The cinematography in this movie was awesome. Whenever Eddie (or whoever) was "on", the light changed from a dry, dark tone to warm and comfy. A play on "suddenly the light came on", and all sorts of references to enlightenment come to mind. Visual effects were sparse, but used to great effect in representing the mental processes that Eddie was going through. I especially loved the letters raining from the ceiling as he wrote those first ninety pages of his novel (the title of which was a nod to Glynn's original).

I had an epiphany after the movie had ended. At the beginning of the film, Eddie's struggling to explain the yet-to-be-written novel's plot to a guy in a bar. He eventually says something like this: "it's masquerading as a sci-fi, but underneath it's all about how we're all struggling". Well, perhaps the movie is smart, after all, being that self-aware. :)

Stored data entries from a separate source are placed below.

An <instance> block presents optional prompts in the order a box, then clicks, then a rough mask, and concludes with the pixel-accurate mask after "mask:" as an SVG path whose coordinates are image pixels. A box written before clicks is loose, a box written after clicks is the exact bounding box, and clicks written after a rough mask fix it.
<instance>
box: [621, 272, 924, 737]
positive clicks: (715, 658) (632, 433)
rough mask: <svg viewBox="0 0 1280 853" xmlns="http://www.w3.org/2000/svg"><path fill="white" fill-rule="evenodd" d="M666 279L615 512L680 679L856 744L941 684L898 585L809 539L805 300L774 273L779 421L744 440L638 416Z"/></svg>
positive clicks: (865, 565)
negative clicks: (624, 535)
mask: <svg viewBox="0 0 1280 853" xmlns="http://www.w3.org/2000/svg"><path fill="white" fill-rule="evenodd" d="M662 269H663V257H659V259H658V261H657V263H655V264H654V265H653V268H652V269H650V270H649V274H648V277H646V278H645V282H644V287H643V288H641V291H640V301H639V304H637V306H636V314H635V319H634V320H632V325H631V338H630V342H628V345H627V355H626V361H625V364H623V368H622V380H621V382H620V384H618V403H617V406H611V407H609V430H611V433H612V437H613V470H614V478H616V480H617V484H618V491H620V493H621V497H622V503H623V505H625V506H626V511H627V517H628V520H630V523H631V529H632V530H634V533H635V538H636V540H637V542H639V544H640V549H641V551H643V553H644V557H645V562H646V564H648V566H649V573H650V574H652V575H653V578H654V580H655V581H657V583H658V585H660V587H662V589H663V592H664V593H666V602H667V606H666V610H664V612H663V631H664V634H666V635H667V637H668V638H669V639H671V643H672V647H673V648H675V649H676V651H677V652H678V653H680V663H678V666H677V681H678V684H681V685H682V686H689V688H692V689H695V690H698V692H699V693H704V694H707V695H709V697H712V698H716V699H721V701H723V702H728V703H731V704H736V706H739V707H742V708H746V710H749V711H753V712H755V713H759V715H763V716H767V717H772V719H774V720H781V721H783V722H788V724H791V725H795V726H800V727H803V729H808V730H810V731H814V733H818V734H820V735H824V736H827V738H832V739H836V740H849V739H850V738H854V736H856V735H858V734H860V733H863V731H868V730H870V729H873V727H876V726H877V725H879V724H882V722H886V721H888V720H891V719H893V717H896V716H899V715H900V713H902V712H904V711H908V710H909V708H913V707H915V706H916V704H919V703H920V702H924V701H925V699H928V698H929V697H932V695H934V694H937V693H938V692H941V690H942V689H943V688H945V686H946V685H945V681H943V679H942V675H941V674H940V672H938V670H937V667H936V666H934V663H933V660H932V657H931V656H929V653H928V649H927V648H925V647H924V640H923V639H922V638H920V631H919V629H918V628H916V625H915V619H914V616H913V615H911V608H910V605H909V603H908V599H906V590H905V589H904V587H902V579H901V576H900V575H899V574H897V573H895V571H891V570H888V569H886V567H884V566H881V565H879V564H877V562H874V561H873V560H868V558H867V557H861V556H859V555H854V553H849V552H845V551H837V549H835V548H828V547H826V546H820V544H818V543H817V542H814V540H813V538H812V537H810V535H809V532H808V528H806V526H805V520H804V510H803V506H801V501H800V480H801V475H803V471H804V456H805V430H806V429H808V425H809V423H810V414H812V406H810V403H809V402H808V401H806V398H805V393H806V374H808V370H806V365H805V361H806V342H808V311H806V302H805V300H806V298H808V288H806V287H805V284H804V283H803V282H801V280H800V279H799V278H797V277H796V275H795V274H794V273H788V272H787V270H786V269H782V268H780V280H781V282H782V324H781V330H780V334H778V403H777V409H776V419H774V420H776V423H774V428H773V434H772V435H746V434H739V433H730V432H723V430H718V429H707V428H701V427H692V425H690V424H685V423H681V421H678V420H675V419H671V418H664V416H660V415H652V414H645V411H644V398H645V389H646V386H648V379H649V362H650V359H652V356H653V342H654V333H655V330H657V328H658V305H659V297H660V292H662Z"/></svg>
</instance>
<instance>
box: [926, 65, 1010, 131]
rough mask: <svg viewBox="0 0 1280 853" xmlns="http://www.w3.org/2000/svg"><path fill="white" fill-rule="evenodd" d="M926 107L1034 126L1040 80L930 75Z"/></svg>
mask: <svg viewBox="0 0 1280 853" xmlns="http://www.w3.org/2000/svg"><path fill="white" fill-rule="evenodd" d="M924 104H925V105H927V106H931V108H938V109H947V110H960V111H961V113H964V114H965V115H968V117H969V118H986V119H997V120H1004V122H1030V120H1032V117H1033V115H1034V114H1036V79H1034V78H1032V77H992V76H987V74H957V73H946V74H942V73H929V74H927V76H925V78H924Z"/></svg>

The ending was something I didn't see coming, actually. I was sure I knew who was going to live and who was going to die, but I was wrong. The ending was happier than I was expecting, considering the earlier tone of the movie. So much so that, contrary to my usual preference, I might actually have enjoyed a darker ending. It would probably feel more realistic.

I'd recommend seeing it as a fun strategy/action flick, but don't try to follow the logic. It's followable, of course, but I kept getting frustrated that here, and not there, was where the genius led. Just let it ride. And if someone offers you something that looks like a hard contact lens, maybe ask if they have the blue pill instead.

1 comment:

  1. Great review! I was actually wondering if I should see it so i guess youv'e solved my dilemma.

    I totally get the excitment about finally having a date with the husband, glad you had fun!